Backward Compatibility

role defaults to "leaf" — no existing caller changes behavior.
MAX_DEPTH = 2 constant remains as the hardcoded fallback and is still exported for tests.
Progress event consumers get both old string names AND new enum values during the deprecation window.
default_toolsets was never functional, so removing it changes no observable behavior.

Checklist

Tests added (102 passing)
Docs updated (website/docs/user-guide/features/delegation.md, website/docs/guides/delegation-patterns.md)
cli-config.yaml.example updated for new config keys
Conventional Commits (feat(delegate): / refactor(delegate): / fix(delegate): / docs(delegate): / test(delegate): / chore(delegate):)
No unrelated changes

… params Both delegate_task call sites in run_agent.py hardcoded a subset of the schema params (goal, context, toolsets, tasks, max_iterations) and silently dropped acp_command and acp_args. Any future schema additions would hit the same drift. Replace both call sites with _dispatch_delegate_task() which forwards the entire validated schema from function_args. Also threads the conversation messages reference through for future context inheritance plumbing (M1).
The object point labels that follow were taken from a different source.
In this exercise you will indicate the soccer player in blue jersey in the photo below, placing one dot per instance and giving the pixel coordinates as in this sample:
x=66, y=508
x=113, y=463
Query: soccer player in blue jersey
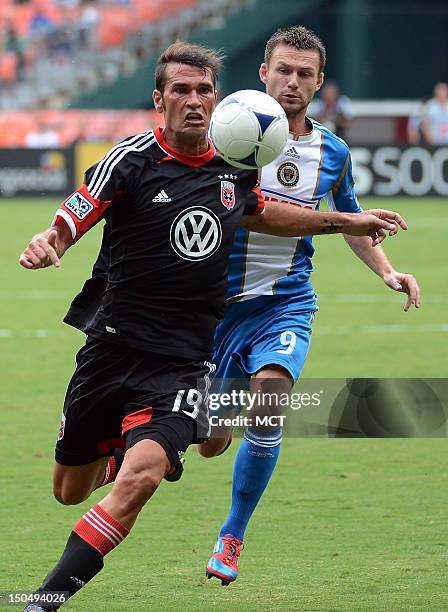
x=265, y=335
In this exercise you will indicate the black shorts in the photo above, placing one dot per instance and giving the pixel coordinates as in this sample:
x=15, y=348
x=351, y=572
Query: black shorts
x=119, y=396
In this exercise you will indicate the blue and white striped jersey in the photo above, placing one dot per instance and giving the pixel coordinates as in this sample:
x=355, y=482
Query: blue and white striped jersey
x=312, y=168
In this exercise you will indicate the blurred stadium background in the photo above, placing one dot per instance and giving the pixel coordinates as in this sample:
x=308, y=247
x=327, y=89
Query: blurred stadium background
x=346, y=524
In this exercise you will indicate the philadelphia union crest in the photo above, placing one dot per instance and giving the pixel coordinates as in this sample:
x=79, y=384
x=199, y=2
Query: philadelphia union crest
x=228, y=194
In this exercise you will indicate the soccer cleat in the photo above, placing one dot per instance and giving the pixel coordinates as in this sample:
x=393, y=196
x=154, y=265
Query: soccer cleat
x=223, y=564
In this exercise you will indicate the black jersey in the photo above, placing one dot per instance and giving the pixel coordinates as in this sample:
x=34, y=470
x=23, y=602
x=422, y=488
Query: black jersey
x=172, y=220
x=85, y=305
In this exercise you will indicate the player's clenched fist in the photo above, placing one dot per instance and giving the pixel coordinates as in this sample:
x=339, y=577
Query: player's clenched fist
x=45, y=249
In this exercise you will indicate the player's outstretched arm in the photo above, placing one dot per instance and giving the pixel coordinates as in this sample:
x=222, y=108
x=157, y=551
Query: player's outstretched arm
x=377, y=261
x=288, y=220
x=46, y=249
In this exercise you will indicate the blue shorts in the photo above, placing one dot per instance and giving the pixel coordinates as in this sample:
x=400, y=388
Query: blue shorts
x=259, y=332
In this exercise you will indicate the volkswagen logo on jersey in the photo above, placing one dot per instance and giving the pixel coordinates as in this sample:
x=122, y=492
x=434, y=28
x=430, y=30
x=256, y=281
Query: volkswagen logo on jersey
x=228, y=194
x=288, y=174
x=196, y=233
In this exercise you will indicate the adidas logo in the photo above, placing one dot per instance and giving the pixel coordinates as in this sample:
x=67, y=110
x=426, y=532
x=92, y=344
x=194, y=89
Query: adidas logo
x=292, y=152
x=162, y=196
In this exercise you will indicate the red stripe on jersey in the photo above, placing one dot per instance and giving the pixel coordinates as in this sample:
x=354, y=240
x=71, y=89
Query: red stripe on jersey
x=135, y=419
x=80, y=211
x=190, y=160
x=104, y=446
x=260, y=205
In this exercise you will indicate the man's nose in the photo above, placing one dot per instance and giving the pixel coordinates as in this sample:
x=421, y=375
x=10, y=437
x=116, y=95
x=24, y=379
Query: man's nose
x=293, y=82
x=194, y=100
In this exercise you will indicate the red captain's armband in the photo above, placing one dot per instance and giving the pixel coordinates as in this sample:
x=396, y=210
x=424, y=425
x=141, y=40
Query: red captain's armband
x=260, y=205
x=80, y=211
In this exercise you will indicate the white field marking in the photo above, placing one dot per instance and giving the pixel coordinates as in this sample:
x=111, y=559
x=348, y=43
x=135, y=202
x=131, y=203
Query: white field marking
x=340, y=330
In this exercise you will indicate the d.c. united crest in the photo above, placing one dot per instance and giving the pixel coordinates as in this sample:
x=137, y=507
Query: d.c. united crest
x=228, y=194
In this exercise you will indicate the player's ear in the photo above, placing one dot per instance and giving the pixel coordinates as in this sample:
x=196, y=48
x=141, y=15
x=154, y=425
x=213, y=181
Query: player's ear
x=157, y=98
x=320, y=81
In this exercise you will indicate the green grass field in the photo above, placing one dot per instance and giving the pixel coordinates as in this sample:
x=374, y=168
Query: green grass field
x=345, y=524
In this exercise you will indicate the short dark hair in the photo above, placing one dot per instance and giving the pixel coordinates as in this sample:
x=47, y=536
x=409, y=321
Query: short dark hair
x=188, y=53
x=298, y=37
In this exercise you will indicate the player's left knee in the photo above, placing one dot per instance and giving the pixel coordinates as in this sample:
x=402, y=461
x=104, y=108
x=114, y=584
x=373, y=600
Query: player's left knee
x=264, y=437
x=68, y=496
x=214, y=447
x=135, y=488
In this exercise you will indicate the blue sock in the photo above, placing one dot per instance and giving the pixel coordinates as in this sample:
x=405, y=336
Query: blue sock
x=254, y=463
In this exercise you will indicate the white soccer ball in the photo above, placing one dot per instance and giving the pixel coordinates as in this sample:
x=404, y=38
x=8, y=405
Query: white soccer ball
x=249, y=129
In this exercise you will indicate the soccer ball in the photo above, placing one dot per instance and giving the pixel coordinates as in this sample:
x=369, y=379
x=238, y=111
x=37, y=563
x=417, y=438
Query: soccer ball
x=249, y=129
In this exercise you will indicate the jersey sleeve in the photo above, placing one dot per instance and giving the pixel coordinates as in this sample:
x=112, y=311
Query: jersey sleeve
x=103, y=182
x=254, y=201
x=342, y=197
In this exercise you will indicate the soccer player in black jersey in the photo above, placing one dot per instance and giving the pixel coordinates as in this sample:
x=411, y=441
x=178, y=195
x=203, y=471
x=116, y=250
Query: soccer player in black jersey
x=141, y=378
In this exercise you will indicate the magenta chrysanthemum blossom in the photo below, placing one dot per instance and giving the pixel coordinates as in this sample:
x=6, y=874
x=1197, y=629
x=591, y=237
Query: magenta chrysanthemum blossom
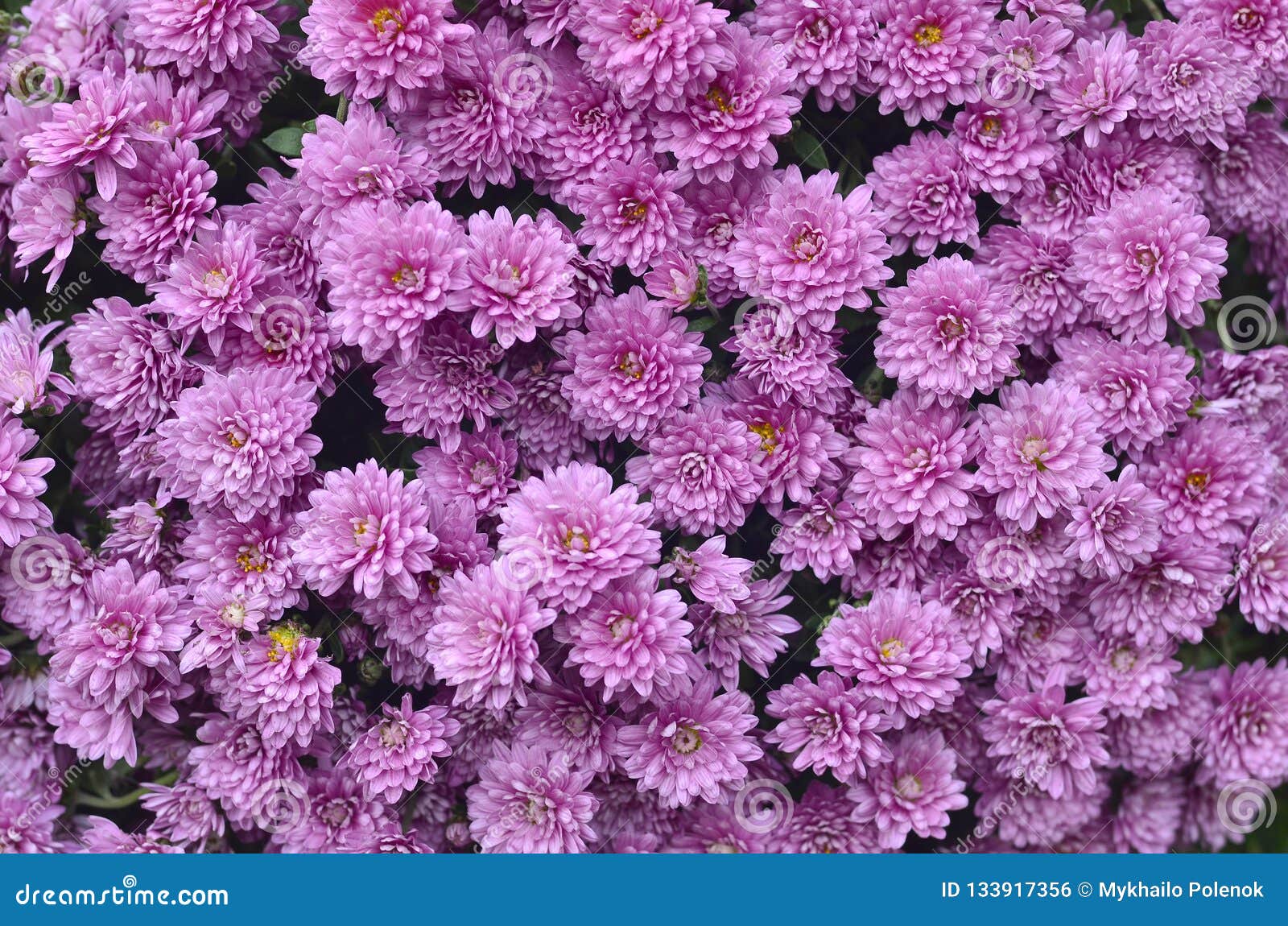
x=1212, y=478
x=830, y=726
x=631, y=213
x=911, y=794
x=1096, y=88
x=901, y=651
x=811, y=250
x=399, y=751
x=521, y=276
x=1137, y=392
x=1055, y=745
x=753, y=633
x=200, y=38
x=710, y=576
x=572, y=533
x=483, y=638
x=1116, y=528
x=728, y=125
x=97, y=131
x=948, y=333
x=921, y=192
x=1150, y=259
x=365, y=526
x=831, y=45
x=242, y=440
x=528, y=800
x=910, y=469
x=23, y=513
x=630, y=636
x=1195, y=86
x=1038, y=451
x=448, y=382
x=695, y=745
x=652, y=51
x=163, y=201
x=633, y=367
x=392, y=270
x=283, y=684
x=927, y=56
x=702, y=472
x=1002, y=146
x=377, y=49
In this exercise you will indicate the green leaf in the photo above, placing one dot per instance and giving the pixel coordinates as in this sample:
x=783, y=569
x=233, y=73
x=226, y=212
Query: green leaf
x=811, y=150
x=287, y=142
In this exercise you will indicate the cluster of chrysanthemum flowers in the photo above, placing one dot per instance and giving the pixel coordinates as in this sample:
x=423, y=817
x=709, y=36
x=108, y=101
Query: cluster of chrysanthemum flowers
x=716, y=501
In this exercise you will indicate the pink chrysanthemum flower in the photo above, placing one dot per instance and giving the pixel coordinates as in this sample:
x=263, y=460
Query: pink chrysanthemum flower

Replace informal progress event strings (_thinking, tool.started, etc.) with a DelegateEvent enum. The callback normalises incoming legacy strings through _LEGACY_EVENT_MAP. External consumers (gateway SSE, ACP adapter, CLI) continue to receive legacy string names during the deprecation window — no consumer changes required.

Raise _DEFAULT_MAX_CONCURRENT_CHILDREN from 3 to 5. Add an absolute cap of 8 (aligned with OpenClaw's DEFAULT_SUBAGENT_MAX_CONCURRENT) — values above 8 from config or env are clamped with a warning log. Update schema description, cli-config.yaml.example, and delegation docs to reflect the new defaults.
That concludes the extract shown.